Although having both is best, in my research I’ve found that you’ll get nowhere without motivation.
I spoke with Mrs. Ivelisse Villalona, MSW a social worker in the NYC D.O.E who had this to say about the significance of motivation
“Professionally, when I work with kids, for example, it’s difficult to work on changing their behaviors if it’s not something they are motivated to do. So I can talk to them about making better decisions but if it’s not something that’s internal, like if the motivation is not there to make those good decisions, what I’m saying is it’s not going to work.” She continued “You can be disciplined but not necessarily reach your goal unless you have the motivation to do so. So unless the motivation is there, no one can-I feel in my professional opinion and personal, no one can influence your desire, your will to do something.”Ivelisse Villalona, MSW
Even if you have the structure and plan you need, if you’re not motivated to stay on track there will be no movement.
The Bottom Line
If you’re having trouble reaching your goals, I recommend doing some self-reflection.

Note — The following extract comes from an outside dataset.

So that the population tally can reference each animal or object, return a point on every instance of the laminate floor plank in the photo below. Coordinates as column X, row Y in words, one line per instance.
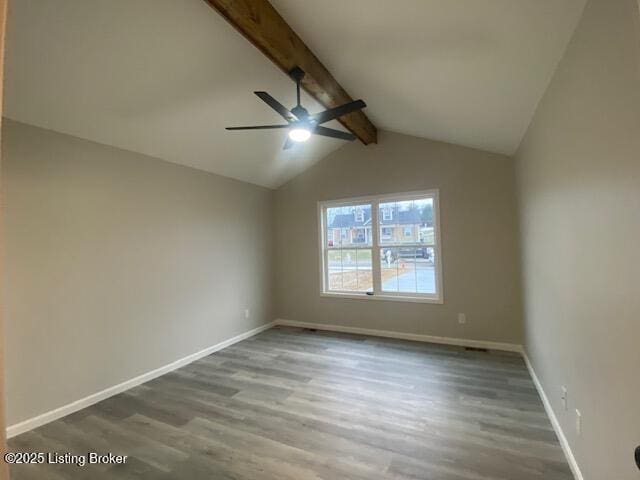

Therapist Jenny (Jinhee) Lee, LCAT, ATR-BC agrees! She recommends “finding a greater purpose to the goal and meditating on the purpose daily for reminder of what the work in one’s motivation is for. Having a greater purpose outside of the self can help motivate oneself to get through the process.”
After months of seeking, I got my answer: what I was missing was discipline.
Now, I’m fine-tuning my routine every day and I’m happy to say I’ve been finding success! But, I won’t stop here. I’ll keep using my passions and aspirations to feed my commitment and build on my routine until I reach my finish line. Cue Keni Burker’s ‘Risin’ To The Top’.